As usual, clicking over and reading will bring you up to the virtual moment on the data, and reward me a little bit for collating it for your benefit.

Friday, July 29, 2022

Real income continued to fall in June, while consumers dug deeper to spend


 - by New Deal democrat

In June personal income rose 0.6% nominally, and nominal spending rose 1.1%. The personal consumption deflator, i.e., the relevant measure of inflation, clocked in at 1.0%, meaning real income fell -0.4%, while real personal spending rose 0.1%.

I have been comparing both real personal income and spending with that with their level after early 2021’s round of stimulus. Accordingly, the below graph is normed to 100 as of May 2021:

Since then, real spending is up 2.2%, while real income has actually declined by -1.3%.

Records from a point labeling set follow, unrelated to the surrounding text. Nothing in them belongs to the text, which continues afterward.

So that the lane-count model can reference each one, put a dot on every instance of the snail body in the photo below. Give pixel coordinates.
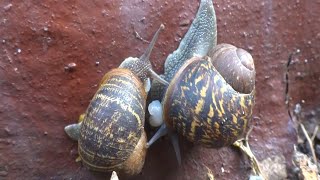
(203, 107)
(111, 134)
(210, 96)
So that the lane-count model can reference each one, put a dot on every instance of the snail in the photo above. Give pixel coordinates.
(210, 97)
(111, 134)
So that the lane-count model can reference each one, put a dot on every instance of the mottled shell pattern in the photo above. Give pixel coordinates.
(201, 106)
(114, 122)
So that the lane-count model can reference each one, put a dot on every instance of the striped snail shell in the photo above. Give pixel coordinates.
(209, 101)
(202, 103)
(111, 134)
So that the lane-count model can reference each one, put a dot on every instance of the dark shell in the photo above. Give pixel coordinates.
(203, 107)
(113, 122)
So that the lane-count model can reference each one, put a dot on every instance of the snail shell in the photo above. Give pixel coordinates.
(112, 133)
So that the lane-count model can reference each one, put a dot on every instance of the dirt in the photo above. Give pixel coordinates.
(53, 55)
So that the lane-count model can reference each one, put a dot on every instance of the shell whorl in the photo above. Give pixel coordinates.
(235, 65)
(114, 121)
(203, 107)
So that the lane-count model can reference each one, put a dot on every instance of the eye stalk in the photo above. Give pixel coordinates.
(141, 67)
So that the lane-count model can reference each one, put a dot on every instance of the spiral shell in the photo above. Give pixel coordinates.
(200, 105)
(112, 131)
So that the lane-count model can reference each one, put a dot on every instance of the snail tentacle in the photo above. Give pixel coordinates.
(200, 38)
(142, 66)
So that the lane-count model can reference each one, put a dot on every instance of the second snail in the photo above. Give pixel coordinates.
(210, 96)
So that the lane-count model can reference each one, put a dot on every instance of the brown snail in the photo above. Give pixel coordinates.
(111, 134)
(210, 97)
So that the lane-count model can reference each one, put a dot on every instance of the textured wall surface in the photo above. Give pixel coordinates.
(40, 94)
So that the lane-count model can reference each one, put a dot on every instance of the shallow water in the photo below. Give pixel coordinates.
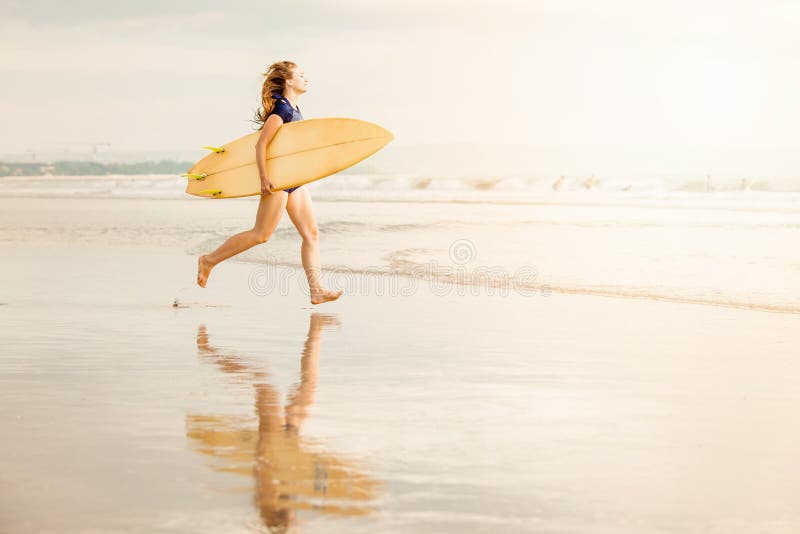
(418, 413)
(737, 253)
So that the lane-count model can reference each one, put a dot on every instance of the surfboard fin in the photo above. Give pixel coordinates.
(211, 192)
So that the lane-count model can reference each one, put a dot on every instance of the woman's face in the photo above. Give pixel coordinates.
(298, 81)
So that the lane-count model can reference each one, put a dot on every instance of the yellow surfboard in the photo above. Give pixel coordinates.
(299, 153)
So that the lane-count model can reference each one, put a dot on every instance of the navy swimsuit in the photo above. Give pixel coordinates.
(283, 108)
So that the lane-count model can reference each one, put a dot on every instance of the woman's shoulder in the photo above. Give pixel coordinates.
(282, 108)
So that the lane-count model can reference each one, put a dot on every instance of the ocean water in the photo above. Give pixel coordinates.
(666, 241)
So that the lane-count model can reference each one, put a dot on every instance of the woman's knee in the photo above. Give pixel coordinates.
(261, 236)
(310, 234)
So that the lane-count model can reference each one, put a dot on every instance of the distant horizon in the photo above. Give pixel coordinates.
(641, 80)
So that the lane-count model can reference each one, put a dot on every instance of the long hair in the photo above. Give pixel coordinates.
(274, 82)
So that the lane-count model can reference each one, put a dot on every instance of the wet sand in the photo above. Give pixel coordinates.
(427, 412)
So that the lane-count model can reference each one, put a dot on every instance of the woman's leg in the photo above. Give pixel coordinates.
(302, 215)
(270, 209)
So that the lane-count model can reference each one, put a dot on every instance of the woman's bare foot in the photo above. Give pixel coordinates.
(203, 269)
(324, 295)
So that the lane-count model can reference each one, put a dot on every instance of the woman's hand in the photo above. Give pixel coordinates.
(267, 187)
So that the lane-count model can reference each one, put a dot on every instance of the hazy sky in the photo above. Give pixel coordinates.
(158, 74)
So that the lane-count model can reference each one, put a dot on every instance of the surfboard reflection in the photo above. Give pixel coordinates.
(291, 472)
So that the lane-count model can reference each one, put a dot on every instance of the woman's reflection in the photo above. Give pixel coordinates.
(291, 472)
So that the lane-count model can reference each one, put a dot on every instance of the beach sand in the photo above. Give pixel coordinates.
(386, 411)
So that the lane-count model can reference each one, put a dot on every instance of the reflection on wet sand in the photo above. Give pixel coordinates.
(291, 473)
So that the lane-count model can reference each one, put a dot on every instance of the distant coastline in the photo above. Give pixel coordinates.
(92, 168)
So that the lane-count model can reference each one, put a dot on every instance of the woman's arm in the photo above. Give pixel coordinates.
(271, 126)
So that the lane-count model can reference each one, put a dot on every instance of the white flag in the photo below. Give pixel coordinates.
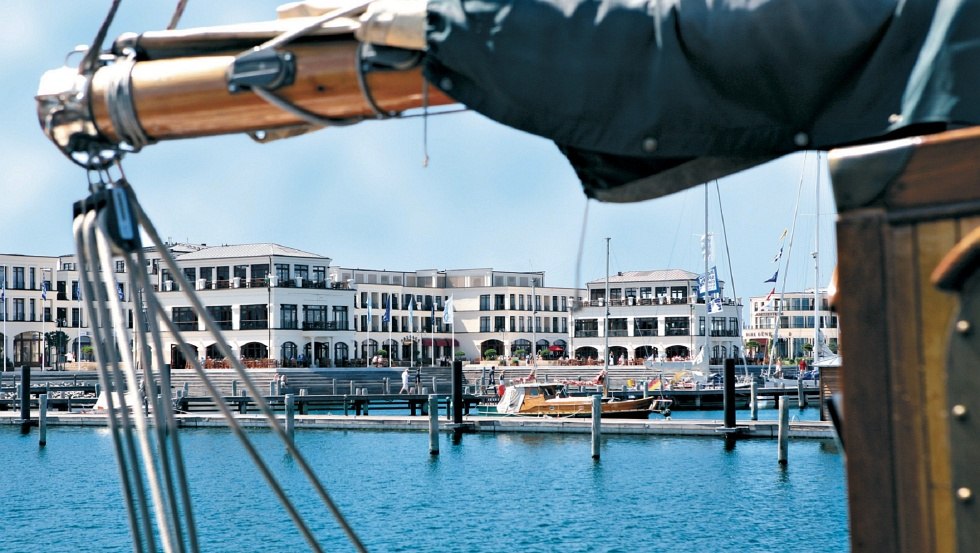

Comparing real personal consumption expenditures with real retail sales for May (essentially, both sides of the consumption coin) shows that both were close to flat:

Finally, the personal saving rate declined -0.4% to 5.1%, the lowest since right after the Great Recession in 2009 (note: below graph subtracts -5.1% to norm the current reading at zero):

Usually the savings rate tends to decrease as expansions grow longer, leaving consumers more vulnerable to shocks (e.g., gas prices); and June’s suggests that consumers are digging deeper into savings in order to make purchases. Which isn’t entirely bad news, since recessions typically start when consumers get spooked enough to increase their savings rate.

The bad news is that the last two months have been below the April peak in real personal spending; the good news is that this report confirms the very modest increase in Quarterly real spending that we saw in yesterday’s GDP report. 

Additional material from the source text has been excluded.